Per fortuna c'è Radio Beirut Sud, da dove le speaker etiopi, comunicano la necessità per le colf di unirsi, per superare la loro condizione e riottenere i loro documenti.
Poi l'immagine va in una chiesa cristiana ortodossa, piena di donne sempre etiopi, che pregano per una di loro che ha perso la vita in una piscina mentre era a casa dell'agente dopo che il datore di lavoro si era lamentato di lei.
Ogni giorno 600 donne etiopi arrivano in Libano. Ogni settimana in Libano muoiono 2 domestiche. Si buttano dalla finestra o dal terrazzo e nessuno va in carcere. “Noi avvocati non sentiamo processi su abusi perché il sistema della Kafala permette a chi li compie di evitare il processo.” Il sistema della Kafala permette un traffico di essere umani di genere femminile in Libano. Ed è sotto gli occhi di tutti. Tutti sanno.

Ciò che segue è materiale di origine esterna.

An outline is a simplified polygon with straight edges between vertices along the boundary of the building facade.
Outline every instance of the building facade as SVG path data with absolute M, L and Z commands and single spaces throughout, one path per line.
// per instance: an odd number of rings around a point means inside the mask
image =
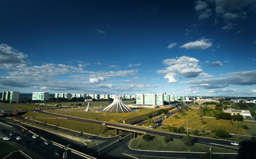
M 49 100 L 49 93 L 48 92 L 33 92 L 32 100 L 46 101 Z
M 19 102 L 19 92 L 5 91 L 2 94 L 2 100 L 9 100 L 10 103 L 15 102 Z

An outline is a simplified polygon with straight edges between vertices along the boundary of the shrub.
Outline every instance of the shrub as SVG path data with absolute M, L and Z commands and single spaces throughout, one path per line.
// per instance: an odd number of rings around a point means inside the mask
M 245 125 L 245 124 L 242 125 L 241 127 L 244 128 L 244 129 L 249 129 L 249 127 L 247 127 L 247 125 Z

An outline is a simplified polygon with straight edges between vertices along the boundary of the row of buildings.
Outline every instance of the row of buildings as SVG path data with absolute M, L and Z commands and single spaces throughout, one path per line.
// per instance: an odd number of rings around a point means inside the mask
M 113 95 L 100 95 L 100 94 L 85 94 L 85 93 L 55 93 L 55 97 L 62 97 L 70 100 L 73 97 L 84 99 L 88 98 L 93 100 L 109 100 L 113 99 Z M 167 95 L 166 93 L 161 94 L 136 94 L 136 95 L 123 95 L 122 100 L 136 100 L 137 104 L 141 105 L 163 105 L 165 102 L 176 102 L 184 100 L 184 96 Z M 5 91 L 3 92 L 2 100 L 9 100 L 10 102 L 19 102 L 19 92 Z M 185 100 L 187 97 L 185 97 Z M 49 99 L 49 93 L 48 92 L 33 92 L 32 94 L 32 100 L 40 100 L 45 102 Z
M 86 97 L 91 97 L 91 99 L 93 100 L 109 100 L 113 99 L 113 95 L 100 95 L 100 94 L 84 94 L 84 93 L 55 93 L 55 97 L 62 97 L 67 100 L 70 100 L 73 97 L 77 98 L 84 98 L 86 99 Z M 2 94 L 2 100 L 8 100 L 10 102 L 19 102 L 19 92 L 15 92 L 15 91 L 4 91 Z M 32 93 L 32 100 L 40 100 L 42 102 L 45 102 L 48 100 L 49 99 L 49 93 L 48 92 L 33 92 Z M 136 95 L 122 95 L 123 100 L 136 100 Z
M 176 95 L 161 94 L 136 94 L 136 104 L 141 105 L 164 105 L 166 102 L 188 100 L 188 97 Z

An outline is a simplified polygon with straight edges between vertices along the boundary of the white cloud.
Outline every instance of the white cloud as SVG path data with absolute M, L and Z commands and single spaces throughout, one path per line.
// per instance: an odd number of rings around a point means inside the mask
M 199 15 L 198 20 L 207 19 L 211 15 L 212 10 L 208 9 L 208 6 L 205 1 L 199 0 L 194 3 L 196 6 L 194 8 Z
M 240 16 L 237 13 L 226 12 L 222 15 L 222 17 L 227 20 L 234 20 Z
M 237 24 L 233 24 L 232 23 L 229 23 L 227 25 L 226 25 L 225 26 L 223 26 L 221 30 L 226 30 L 226 31 L 228 31 L 229 30 L 233 28 L 233 26 L 235 26 L 235 25 L 237 25 Z
M 163 63 L 169 66 L 165 69 L 158 70 L 158 74 L 163 75 L 168 82 L 178 82 L 175 77 L 196 77 L 203 72 L 201 66 L 198 66 L 199 60 L 190 57 L 183 56 L 176 59 L 166 59 Z
M 140 64 L 129 64 L 128 67 L 134 67 L 134 66 L 140 66 L 140 65 L 141 65 Z
M 106 32 L 103 31 L 103 30 L 97 30 L 98 32 L 100 33 L 100 34 L 106 34 Z
M 170 44 L 168 46 L 167 46 L 167 48 L 172 48 L 173 47 L 174 47 L 178 43 L 172 43 L 171 44 Z
M 219 66 L 223 66 L 222 63 L 220 61 L 213 62 L 212 62 L 212 66 L 213 66 L 219 67 Z
M 0 44 L 0 68 L 10 69 L 17 64 L 26 64 L 28 55 L 6 45 Z
M 109 67 L 110 68 L 113 68 L 113 68 L 118 68 L 118 67 L 120 67 L 120 66 L 118 66 L 118 65 L 110 65 Z
M 241 71 L 228 73 L 224 77 L 211 78 L 207 80 L 195 80 L 183 84 L 191 84 L 189 87 L 201 88 L 219 88 L 235 86 L 252 86 L 256 84 L 256 71 Z M 201 86 L 201 84 L 208 84 L 207 86 Z
M 212 46 L 212 43 L 210 41 L 211 39 L 204 39 L 203 37 L 201 39 L 195 41 L 190 41 L 180 46 L 180 48 L 185 48 L 186 49 L 205 50 Z

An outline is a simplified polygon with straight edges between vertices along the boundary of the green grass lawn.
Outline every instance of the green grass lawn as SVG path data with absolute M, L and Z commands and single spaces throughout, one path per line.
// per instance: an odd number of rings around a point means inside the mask
M 0 142 L 0 158 L 3 158 L 10 153 L 18 150 L 17 148 L 12 147 L 7 142 L 1 141 Z
M 143 149 L 143 150 L 155 150 L 155 151 L 191 151 L 191 152 L 208 152 L 209 151 L 209 146 L 203 145 L 198 143 L 195 143 L 194 146 L 186 147 L 182 142 L 181 140 L 174 139 L 173 141 L 170 141 L 169 143 L 164 142 L 164 138 L 163 136 L 154 135 L 153 140 L 147 142 L 143 139 L 143 135 L 138 136 L 137 138 L 131 140 L 130 147 L 131 148 L 136 149 Z M 212 146 L 212 153 L 235 153 L 236 151 L 220 149 Z
M 186 128 L 188 120 L 188 128 L 194 129 L 204 129 L 210 131 L 214 129 L 219 128 L 227 131 L 228 133 L 236 134 L 252 135 L 253 133 L 256 133 L 255 122 L 242 121 L 236 122 L 233 120 L 215 120 L 214 118 L 201 118 L 197 114 L 198 110 L 199 108 L 192 107 L 191 110 L 188 111 L 184 115 L 180 115 L 179 113 L 176 113 L 165 119 L 163 123 L 169 124 L 170 126 L 183 127 Z M 201 122 L 202 120 L 205 124 Z M 241 127 L 242 125 L 247 125 L 249 129 L 243 129 Z M 159 129 L 161 129 L 160 128 Z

“Il Primo Maggio sono scappata senza stipendio, senza documenti, sono andata in strada e ho incontrato tante lavoratrici come me e ho manifestato.” La regista inquadra una manifestazione per le strade di Beirut. Tante le donne di tante nazionalità differenti con striscioni con scritto “Join us on international domestic workers day off” “Abolish the kafala system”. Questo documentario dovrebbe essere distribuito e circolare in tutti quei paesi dove nascono agenzie che allettano donne e ragazzine ad andare in Libano perché si guadagna. Credo che il Libano, sempre politicamente molto instabile, vada inserito, anche per il non rispetto delle norme internazionali sul lavoro nella lista dei paesi da boicottare, finché non cambia la legislazione e soprattutto il sistema culturale nei confronti delle domestiche.